The COVID-19 outbreak has led to the increased adoption of contactless payments as one of the preferred ways to settle transactions in the United Kingdom, now representing around 90% or 9 in 10 of all eligible card transfers (as of 2020).
The most significant milestone for the contactless technology reportedly came in April 2020, when the UK limit was increased from £30 to £45, which made a larger number of transactions eligible for contactless payment methods.
Since the introduction of the increased limit on touch-free payments, the average value of these transactions has also increased to £12.38, up nearly a third when compared to the 2019 average of around £9.60. This, according to the latest data provided by Barclaycard.

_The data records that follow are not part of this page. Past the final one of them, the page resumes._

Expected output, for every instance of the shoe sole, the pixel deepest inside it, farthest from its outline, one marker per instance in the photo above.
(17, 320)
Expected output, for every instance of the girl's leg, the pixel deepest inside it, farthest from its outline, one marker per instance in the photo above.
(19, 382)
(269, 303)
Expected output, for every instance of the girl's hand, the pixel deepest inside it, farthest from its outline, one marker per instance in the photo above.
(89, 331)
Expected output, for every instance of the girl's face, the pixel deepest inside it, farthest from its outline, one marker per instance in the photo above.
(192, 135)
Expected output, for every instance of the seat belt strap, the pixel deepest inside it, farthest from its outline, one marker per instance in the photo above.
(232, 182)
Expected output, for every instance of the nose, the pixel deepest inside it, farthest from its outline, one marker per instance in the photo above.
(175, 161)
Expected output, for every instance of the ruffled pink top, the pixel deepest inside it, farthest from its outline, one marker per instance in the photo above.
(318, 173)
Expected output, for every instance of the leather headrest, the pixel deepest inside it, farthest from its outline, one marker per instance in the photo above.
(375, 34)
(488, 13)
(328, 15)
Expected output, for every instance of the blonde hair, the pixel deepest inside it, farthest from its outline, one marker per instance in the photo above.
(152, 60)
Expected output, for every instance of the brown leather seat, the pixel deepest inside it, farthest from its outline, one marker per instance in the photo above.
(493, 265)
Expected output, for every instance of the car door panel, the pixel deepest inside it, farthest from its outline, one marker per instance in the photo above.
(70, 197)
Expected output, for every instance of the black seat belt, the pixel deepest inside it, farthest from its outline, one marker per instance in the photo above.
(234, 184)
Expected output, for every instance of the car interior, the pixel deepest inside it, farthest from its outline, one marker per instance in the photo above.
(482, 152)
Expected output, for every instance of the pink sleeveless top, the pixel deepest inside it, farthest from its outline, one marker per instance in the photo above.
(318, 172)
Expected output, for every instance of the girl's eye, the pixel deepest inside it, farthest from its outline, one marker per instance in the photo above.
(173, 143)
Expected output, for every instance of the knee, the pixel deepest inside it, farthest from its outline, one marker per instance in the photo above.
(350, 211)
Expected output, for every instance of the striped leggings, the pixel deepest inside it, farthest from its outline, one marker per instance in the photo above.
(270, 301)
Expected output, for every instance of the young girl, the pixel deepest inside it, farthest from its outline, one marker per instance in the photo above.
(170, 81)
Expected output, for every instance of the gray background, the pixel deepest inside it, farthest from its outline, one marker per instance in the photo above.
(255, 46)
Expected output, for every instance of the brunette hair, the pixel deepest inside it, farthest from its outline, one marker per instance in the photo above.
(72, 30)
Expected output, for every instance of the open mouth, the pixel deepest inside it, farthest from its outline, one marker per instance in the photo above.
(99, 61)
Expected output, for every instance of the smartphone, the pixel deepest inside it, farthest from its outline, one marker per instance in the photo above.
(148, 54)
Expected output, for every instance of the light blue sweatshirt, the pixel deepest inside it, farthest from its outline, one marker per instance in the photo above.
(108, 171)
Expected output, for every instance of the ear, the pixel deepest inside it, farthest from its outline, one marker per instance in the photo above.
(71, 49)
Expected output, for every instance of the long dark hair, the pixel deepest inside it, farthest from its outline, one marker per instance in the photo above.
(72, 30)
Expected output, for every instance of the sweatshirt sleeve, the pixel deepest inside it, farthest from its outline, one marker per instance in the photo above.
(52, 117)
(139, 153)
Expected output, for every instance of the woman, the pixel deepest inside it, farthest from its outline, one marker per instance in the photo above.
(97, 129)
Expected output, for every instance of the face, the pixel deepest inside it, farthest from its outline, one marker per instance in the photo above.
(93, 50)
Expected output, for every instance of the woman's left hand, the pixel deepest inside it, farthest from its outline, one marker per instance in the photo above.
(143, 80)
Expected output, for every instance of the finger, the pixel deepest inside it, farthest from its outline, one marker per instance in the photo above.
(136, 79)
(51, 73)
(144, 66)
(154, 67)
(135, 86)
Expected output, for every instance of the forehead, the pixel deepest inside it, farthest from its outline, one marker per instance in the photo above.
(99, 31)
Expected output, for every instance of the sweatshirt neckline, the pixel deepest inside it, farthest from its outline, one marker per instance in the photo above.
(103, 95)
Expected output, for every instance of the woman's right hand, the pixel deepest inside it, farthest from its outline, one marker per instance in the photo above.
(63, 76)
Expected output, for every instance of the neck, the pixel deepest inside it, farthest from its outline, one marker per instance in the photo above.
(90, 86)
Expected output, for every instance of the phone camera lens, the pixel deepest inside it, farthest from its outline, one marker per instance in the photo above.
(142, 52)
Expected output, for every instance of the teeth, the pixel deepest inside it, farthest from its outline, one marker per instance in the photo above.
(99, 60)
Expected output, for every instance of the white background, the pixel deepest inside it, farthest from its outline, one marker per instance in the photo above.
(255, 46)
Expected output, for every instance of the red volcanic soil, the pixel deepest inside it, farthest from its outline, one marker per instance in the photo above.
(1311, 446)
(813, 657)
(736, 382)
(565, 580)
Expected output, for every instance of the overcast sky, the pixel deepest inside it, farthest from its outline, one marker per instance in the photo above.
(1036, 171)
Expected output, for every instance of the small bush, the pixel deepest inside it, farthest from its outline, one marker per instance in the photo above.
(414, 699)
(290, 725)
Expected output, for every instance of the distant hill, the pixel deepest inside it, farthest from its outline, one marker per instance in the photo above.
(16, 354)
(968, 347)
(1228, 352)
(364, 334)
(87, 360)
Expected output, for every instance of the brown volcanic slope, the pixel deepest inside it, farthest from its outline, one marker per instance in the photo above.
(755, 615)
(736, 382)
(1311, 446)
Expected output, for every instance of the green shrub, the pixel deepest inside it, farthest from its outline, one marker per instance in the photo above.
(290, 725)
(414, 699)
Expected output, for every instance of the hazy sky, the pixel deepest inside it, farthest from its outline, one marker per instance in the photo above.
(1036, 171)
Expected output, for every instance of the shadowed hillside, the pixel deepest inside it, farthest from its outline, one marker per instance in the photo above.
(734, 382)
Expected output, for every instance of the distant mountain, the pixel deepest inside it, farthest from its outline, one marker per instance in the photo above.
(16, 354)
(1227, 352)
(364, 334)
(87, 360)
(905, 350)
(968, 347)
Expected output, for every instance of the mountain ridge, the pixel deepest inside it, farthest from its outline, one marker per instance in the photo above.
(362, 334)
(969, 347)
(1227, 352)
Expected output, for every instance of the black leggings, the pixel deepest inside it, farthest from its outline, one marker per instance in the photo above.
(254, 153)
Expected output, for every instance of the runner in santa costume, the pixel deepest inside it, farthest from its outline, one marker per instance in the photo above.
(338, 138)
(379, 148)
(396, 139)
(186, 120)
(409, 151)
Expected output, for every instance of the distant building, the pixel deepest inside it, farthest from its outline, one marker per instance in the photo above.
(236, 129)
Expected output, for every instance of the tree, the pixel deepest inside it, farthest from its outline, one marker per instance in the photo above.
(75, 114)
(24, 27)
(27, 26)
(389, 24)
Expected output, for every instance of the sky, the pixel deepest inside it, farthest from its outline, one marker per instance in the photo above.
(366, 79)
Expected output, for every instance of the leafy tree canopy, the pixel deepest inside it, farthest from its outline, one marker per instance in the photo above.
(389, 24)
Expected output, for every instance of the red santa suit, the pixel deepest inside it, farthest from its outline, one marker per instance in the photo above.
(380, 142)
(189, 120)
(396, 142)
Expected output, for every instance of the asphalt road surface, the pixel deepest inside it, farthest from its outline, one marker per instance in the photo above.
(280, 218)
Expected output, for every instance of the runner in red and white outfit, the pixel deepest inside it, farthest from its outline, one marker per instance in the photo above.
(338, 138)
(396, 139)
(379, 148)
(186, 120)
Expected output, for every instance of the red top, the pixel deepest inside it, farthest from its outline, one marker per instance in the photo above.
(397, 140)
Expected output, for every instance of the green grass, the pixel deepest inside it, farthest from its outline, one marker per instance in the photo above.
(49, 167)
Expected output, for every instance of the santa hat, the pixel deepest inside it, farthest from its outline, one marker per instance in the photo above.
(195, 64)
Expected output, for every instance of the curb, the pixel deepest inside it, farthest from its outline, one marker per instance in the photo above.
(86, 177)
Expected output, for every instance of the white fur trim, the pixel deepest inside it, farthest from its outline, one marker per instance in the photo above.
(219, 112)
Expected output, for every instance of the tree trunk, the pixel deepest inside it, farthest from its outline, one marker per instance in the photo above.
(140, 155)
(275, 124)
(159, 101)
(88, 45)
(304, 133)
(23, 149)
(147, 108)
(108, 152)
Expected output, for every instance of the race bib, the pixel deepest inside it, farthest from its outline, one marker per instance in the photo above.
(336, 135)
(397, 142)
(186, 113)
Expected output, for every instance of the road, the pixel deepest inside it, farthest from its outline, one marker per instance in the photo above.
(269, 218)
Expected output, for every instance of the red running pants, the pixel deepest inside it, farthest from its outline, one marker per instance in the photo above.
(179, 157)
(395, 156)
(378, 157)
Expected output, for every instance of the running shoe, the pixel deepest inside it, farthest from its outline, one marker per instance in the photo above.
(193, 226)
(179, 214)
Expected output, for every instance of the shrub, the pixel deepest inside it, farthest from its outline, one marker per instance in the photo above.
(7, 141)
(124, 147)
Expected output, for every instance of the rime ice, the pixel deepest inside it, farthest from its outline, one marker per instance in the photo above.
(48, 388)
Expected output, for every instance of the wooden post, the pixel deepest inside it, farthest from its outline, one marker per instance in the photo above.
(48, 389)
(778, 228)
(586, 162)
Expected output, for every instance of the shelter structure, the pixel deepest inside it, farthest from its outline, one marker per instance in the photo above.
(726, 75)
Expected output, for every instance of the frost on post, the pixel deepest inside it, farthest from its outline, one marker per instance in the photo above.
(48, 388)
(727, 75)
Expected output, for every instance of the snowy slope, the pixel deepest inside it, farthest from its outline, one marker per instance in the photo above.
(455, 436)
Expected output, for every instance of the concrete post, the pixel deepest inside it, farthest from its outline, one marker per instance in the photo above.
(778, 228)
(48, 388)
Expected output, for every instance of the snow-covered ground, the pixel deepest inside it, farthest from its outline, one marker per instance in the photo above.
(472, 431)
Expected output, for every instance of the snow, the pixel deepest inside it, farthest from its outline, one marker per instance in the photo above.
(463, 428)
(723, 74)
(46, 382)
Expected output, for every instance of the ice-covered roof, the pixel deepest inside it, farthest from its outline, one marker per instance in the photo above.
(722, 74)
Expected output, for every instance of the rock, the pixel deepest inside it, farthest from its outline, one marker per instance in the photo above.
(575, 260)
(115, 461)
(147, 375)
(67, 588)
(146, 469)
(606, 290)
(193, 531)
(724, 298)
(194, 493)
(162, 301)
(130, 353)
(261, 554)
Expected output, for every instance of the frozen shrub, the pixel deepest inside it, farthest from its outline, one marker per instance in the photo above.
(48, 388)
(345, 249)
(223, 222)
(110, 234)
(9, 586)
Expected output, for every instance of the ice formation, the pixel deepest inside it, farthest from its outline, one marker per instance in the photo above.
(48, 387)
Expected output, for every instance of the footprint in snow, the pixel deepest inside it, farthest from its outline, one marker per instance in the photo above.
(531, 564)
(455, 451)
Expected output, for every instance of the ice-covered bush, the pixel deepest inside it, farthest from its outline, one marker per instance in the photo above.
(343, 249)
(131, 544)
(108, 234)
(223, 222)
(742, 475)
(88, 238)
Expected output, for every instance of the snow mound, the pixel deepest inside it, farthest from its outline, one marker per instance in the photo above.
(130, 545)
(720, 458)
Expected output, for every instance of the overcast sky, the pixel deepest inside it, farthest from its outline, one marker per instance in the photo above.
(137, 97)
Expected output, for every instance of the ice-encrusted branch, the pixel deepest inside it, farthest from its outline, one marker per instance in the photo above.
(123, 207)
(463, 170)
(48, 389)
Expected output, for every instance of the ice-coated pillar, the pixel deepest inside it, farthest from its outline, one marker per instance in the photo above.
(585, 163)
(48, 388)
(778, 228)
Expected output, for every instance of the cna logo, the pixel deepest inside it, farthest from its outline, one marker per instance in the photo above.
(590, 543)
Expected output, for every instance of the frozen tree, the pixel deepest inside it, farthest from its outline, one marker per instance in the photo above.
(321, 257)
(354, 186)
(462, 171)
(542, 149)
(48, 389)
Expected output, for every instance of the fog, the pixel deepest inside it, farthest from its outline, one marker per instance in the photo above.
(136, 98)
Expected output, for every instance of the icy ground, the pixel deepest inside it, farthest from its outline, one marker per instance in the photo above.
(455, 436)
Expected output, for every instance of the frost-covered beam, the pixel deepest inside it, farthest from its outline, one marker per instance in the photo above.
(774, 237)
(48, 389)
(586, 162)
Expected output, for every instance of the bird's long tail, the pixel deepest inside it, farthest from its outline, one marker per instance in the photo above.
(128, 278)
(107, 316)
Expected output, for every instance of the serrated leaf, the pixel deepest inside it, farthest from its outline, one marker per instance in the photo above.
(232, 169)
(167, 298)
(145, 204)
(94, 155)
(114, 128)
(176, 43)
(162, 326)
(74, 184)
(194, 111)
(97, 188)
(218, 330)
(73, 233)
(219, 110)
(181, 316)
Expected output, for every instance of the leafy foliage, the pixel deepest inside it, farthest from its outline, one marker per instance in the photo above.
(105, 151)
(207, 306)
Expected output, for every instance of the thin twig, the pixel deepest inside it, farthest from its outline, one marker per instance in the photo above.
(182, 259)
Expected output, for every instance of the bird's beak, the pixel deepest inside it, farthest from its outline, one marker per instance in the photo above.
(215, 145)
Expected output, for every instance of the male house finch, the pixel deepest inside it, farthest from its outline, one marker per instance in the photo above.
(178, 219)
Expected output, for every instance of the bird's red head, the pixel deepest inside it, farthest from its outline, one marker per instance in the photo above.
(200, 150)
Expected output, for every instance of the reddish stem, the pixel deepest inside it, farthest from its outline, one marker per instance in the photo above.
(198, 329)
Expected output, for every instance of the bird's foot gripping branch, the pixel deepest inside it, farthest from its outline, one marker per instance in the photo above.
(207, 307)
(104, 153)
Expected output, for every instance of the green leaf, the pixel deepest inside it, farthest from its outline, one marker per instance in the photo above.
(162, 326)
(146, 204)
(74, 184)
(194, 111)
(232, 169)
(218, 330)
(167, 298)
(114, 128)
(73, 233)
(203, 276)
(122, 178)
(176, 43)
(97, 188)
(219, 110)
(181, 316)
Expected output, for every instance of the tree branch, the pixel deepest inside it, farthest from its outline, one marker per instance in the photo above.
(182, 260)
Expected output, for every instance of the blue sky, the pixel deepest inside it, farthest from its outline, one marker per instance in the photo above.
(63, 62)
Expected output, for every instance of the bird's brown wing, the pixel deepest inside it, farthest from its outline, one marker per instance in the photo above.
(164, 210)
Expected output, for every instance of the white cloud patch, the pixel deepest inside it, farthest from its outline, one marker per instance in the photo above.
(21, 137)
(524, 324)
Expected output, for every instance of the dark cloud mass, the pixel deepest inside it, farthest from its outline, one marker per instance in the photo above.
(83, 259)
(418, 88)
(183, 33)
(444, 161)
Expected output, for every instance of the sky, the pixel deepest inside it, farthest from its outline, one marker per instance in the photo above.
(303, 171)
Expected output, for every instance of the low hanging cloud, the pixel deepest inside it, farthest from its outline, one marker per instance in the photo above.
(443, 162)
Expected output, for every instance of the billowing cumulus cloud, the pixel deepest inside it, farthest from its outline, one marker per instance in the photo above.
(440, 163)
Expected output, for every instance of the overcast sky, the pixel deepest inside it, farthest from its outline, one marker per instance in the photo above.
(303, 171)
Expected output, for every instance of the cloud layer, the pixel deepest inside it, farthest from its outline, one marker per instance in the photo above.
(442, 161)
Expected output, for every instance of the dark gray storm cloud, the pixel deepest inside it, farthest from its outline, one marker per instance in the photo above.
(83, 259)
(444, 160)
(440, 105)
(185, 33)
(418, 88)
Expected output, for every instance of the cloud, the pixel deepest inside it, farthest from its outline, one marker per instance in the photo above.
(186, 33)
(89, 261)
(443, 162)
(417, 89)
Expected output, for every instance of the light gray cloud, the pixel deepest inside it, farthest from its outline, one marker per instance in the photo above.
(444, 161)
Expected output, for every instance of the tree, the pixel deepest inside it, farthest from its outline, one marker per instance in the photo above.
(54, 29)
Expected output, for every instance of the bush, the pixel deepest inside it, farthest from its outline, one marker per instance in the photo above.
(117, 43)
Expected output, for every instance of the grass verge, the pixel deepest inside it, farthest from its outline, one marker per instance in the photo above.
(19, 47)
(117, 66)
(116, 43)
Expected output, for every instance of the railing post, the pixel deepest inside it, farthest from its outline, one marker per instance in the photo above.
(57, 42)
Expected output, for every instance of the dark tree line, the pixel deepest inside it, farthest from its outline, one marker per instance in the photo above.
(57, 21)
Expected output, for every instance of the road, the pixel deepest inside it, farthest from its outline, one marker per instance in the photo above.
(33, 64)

With many UK-based physical store locations unable to offer services for most of the year, because of COVID-related lockdown measures, the total number of contactless transactions actually declined by nearly 12% when compared to 2019. But due to the significantly greater average transaction value, the total transaction value increased by around 7%.
Individually, the average consumers carried out 141 contactless transactions last year, valued at a total of around £1,640. When examining the consumer spending habits across different age groups, people over the age of 65 were more eager to try using new technology solutions for the first time, with the age-group seeing a significant 12% yearly growth in the number of total active users.
Raheel Ahmed, Head of Consumer Products at Barclays UK, stated:
“We are delighted to see that even more Brits are relying on contactless to make in-store payments. We believe that contactless is the safer, faster and most responsible way to pay in store, and we encourage all consumers to take advantage of it wherever possible.”
The increase in total transactions volumes is not without its disadvantages or drawbacks, with over a third or 33% of UK customers reporting being blocked from paying with physical currency notes and coins since the beginning of the COVID outbreak. This has led to serious warnings that the cash economy may be at risk, which could be a major issue because many people still depend on physical notes to settle transactions.
A survey of 2,000 consumers performed by Which? revealed that 34% of people said they could not pay with cash on at least one occasion (when trying to purchase items after the March 2020 Coronavirus-related restrictions were introduced in the UK). Which? pointed out one very serious case where a diabetic person in urgent need of food (due to blood sugar levels) had dropped because he was reportedly refused service at two different restaurants that had gone cashless following the COVID outbreak.